TITLE

Probing for Nasolacrimal Duct Obstruction Using Intranasal Midazolam Sedation as an Alternative to General Anesthesia

AUTHOR(S)
Karabas, Levent V.; Elibol, Orhan; Yüksel, Nursen; Gürkan, Yavuz; Altintas, Özgül; Caglar, Yusuf
PUB. DATE
March 2006
SOURCE
Journal of Pediatric Ophthalmology & Strabismus;Mar/Apr2006, Vol. 43 Issue 2, p79
SOURCE TYPE
Academic Journal
DOC. TYPE
Article
ABSTRACT
Objective: To investigate the effectiveness of topical anesthesia with sedation using intranasal midazolam in patients with symptomatic congenital nasolacrimal duct obstruction undergoing probing. Patients and Methods: In this prospective study, probing was performed with general anesthesia (30 cases) and with topical anesthesia using intranasal midazolam (0.3 mg/kg; 44 cases) in 74 patients who were divided into two groups, those 6 to 36 months old and those older than 36 months. The groups were compared after 12 to 48 months (mean, 18.2 months). Results: For the patients 6 to 36 months old, the success rate was 80% in the group who received general anesthesia and 88.9% in the group who received topical anesthesia with intranasal midazolam; the difference between the two groups was not statistically significant (P > .05).
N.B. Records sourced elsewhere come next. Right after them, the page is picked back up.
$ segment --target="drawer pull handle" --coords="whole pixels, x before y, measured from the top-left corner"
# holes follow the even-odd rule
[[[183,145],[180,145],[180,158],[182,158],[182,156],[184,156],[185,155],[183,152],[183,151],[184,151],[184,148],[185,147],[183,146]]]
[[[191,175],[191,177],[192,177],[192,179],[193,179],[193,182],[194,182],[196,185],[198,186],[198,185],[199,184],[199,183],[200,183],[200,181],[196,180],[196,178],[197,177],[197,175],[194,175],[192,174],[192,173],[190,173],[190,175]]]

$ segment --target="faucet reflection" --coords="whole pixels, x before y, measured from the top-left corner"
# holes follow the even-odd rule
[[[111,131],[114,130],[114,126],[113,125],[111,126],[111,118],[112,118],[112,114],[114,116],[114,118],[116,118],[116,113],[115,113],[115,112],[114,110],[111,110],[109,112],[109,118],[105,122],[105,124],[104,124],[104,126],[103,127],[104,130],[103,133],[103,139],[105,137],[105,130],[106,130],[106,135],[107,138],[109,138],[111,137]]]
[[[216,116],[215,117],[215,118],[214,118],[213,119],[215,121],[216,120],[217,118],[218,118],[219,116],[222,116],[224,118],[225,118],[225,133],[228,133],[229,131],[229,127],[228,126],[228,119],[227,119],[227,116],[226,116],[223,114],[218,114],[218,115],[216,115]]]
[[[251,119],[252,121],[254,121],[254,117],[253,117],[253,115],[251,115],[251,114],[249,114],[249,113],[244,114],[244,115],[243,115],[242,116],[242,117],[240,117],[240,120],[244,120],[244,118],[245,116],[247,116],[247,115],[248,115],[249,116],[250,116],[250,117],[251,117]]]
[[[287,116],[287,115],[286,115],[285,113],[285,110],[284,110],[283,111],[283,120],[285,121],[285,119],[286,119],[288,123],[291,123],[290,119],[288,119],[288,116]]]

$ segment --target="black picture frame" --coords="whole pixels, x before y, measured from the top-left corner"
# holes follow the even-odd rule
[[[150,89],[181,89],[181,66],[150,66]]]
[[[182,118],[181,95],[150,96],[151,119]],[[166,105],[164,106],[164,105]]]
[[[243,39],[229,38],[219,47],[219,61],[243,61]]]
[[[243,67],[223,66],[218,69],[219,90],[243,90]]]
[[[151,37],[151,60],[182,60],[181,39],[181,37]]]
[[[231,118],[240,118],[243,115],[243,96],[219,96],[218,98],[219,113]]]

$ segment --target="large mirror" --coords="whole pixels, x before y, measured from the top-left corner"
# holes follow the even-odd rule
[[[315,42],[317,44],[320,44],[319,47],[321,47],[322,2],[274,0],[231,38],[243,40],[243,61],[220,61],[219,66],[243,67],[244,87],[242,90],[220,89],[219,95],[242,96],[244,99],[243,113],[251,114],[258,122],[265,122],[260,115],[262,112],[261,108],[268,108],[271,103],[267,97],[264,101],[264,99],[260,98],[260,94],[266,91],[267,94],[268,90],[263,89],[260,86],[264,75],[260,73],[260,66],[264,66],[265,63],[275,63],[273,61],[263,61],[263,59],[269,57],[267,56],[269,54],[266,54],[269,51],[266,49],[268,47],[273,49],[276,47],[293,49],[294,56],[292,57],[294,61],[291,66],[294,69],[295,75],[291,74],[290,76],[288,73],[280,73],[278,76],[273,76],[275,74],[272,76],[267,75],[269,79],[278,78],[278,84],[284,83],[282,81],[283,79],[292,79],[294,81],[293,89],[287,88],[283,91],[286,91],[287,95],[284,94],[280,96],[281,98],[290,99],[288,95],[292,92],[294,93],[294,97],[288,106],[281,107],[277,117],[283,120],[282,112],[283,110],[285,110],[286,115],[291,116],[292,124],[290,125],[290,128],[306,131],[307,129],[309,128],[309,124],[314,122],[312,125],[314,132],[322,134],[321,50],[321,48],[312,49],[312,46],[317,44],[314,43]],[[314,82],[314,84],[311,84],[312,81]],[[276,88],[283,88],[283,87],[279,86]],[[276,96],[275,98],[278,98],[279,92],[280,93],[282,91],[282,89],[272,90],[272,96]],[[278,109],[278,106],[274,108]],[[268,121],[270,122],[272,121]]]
For the patients older than 36 months, the success rate was 20% in the group who received general anesthesia and 25% in the group who received topical anesthesia with intranasal midazolam; there was no statistically significant difference between the two groups (P > .05). Conclusions: Probing with topical anesthesia in the office setting is usually recommended for patients younger than 8 months. Our results show that this is suitable for children until 4 years of age with the support of intranasal midazolam sedation. Probing under topical anesthesia with intranasal midazolam is cost-effective, safe, and comparable in efficacy to probing under general anesthesia but with less risk.